Yitzhak Hercog, the President of Israel, recalled the words of Zivia Lubetkin, a participant in the Warsaw Ghetto Uprising:

“»It was clear that we had no chance of winning in the accepted sense of the word, but we knew that in the end, we would win – we were weak, that was our strength, we believed in justice, we believed in man.« Zivia and her companions were right. Most of the fighters of the Warsaw Ghetto Uprising did not survive, but the human spirit won.”

The President of the Federal Republic of Germany, Frank-Walter Steinmeier, quoted in his speech another heroine of the uprising, Rachela Auerbach, a member of the Oneg Shabbat group, whose letters from the Warsaw Ghetto, edited by Dr. Karolina Szymaniak from the JHI Research Department, were published at the end of 2022 in German translation:

“»With an iron broom, they will sweep out in the first cold days those who are already on the street, who have sold out of warm clothes, and are weak as autumn flies.

The incredible vitality of the Warsaw Jew is useless. They scream and defend themselves to the last hour and minute, but that hour and minute will come« – these words were written down in her diary by Rachela Auerbach, who herself was forced to live in the ghetto. How much pain lies in these few sentences, how much sadness, but also how much composure! Rachela Auerbach knew that the Jews of Warsaw were lost, and it is to her and other people who co-created the Ringelblum archive that we owe our knowledge of the terrible crimes committed here by the Nazis and the memory of the world they annihilated. »The city is being destroyed and the nation is being destroyed,« writes Rachela Auerbach. Terrified, we read about the cruelty experienced by people behind the high walls of the ghetto. This is a report from hell.
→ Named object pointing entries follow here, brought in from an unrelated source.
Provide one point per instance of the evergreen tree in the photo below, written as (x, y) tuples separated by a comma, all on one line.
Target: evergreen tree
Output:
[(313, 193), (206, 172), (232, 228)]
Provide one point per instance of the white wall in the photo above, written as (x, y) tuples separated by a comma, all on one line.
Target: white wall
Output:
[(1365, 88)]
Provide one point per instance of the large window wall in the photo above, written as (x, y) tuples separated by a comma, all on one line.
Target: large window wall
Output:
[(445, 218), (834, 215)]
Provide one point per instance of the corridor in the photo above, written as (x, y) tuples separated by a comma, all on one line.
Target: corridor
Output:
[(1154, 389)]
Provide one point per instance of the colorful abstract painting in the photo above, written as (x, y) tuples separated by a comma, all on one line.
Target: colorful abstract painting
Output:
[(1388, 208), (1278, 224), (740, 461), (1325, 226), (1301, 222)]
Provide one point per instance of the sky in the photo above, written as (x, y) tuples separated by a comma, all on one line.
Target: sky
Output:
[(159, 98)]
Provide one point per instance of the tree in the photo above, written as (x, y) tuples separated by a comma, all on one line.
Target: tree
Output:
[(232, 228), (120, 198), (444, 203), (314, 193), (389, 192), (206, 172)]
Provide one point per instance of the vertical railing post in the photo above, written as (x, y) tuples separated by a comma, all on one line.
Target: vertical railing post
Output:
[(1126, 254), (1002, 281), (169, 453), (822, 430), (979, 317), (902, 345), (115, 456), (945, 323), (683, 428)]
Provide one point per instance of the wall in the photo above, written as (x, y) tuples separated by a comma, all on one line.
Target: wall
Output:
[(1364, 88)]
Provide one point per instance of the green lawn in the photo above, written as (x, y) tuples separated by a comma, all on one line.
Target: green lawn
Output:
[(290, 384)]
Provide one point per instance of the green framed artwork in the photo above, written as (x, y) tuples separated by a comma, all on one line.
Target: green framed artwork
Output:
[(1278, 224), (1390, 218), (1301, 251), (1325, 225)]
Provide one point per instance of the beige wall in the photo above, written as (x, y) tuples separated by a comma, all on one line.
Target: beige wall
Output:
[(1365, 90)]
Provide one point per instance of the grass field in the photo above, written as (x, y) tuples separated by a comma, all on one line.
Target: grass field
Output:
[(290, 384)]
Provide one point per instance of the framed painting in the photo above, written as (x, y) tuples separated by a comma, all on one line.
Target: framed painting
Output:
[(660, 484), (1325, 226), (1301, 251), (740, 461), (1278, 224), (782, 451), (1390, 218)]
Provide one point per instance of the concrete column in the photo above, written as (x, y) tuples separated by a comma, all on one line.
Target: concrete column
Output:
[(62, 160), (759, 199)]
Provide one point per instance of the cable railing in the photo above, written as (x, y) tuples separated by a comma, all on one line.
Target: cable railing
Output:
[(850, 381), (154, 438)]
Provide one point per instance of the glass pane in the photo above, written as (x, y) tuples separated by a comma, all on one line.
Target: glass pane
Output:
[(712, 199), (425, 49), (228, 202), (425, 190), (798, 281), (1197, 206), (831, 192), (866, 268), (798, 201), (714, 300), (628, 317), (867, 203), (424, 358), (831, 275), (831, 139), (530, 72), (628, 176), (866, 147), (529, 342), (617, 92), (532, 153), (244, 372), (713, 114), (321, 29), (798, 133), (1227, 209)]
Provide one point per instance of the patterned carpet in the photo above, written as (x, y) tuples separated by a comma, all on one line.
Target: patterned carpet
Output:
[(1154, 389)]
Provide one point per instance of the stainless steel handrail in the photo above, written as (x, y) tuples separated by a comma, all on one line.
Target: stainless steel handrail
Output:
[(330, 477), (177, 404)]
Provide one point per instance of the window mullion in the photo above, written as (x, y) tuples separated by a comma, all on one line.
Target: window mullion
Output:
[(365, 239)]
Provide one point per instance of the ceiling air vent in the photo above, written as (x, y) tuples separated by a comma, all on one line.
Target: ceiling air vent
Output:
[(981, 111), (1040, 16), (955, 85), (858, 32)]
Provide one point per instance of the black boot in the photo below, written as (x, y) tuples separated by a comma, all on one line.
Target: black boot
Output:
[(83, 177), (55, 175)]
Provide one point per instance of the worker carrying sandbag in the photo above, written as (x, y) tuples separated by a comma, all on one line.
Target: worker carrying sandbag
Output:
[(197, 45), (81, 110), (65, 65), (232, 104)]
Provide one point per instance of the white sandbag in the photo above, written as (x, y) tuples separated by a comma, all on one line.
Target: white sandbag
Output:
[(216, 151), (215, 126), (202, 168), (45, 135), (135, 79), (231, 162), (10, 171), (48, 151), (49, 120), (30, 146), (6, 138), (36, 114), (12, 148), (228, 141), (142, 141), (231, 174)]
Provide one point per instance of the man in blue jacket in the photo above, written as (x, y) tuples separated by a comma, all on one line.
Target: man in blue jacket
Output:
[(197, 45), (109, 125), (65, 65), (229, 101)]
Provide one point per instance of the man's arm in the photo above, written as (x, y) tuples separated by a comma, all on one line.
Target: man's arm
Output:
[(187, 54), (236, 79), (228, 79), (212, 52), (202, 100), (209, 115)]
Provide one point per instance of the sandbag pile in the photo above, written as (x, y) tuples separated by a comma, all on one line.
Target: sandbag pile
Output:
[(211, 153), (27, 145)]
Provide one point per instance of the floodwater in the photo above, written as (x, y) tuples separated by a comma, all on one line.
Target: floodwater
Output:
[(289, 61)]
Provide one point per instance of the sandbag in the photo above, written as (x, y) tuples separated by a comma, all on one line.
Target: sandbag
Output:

Terrified, we also read about strength, humanity, and courage, all this was kept by many and even love was in the ghetto, as Marek Edelman told in such a moving way. This is their message to us: preserve the memory and pass it on so that what happened does not happen again.”

 “Marian [Turski],” Ronald Lauder went on to say, “we've known each other for forty years. When I first joined you, you were the head of the Jewish Historical Institute. He kept all the records of the Jewish people, alive, and he single-handly made sure that nothing was lost or was given to the Historical Institute against great deal of pressure from the Communist Party".

In his speech, the Mayor of Warsaw, Rafał Trzaskowski, pointed out how integral part of Warsaw was and is its Jewish community:

“This huge tragedy of the Holocaust, the tragedy of the Warsaw Ghetto is also a huge tragedy of Warsaw, my, our beloved city. It’s just a piece of our heart being ripped out. The Germans ripped out a part of our hearts by committing this unheard-of murder. After all that has happened, there is no room for anti-Semitism in Poland, in Europe, or in the world, nor should there be room for intolerance.”

Then the rabbis and clergy – Catholic, Orthodox, and Protestant – said an interreligious prayer, after which the appeal to the memory of the fallen was read out.

At the end of the ceremony, wreaths were laid at the Monument to the Heroes of the Warsaw Ghetto. A wreath from Warsaw’s Jewish organizations was laid by the director of the Jewish Historical Institute, Monika Krawczyk, together with the director of the Warsaw Ghetto Museum, Albert Stankowski, the director of the Polin Museum, Zygmunt Stępiński, and the director of The Social and Cultural Association of Jews in Poland, Artur Hofman.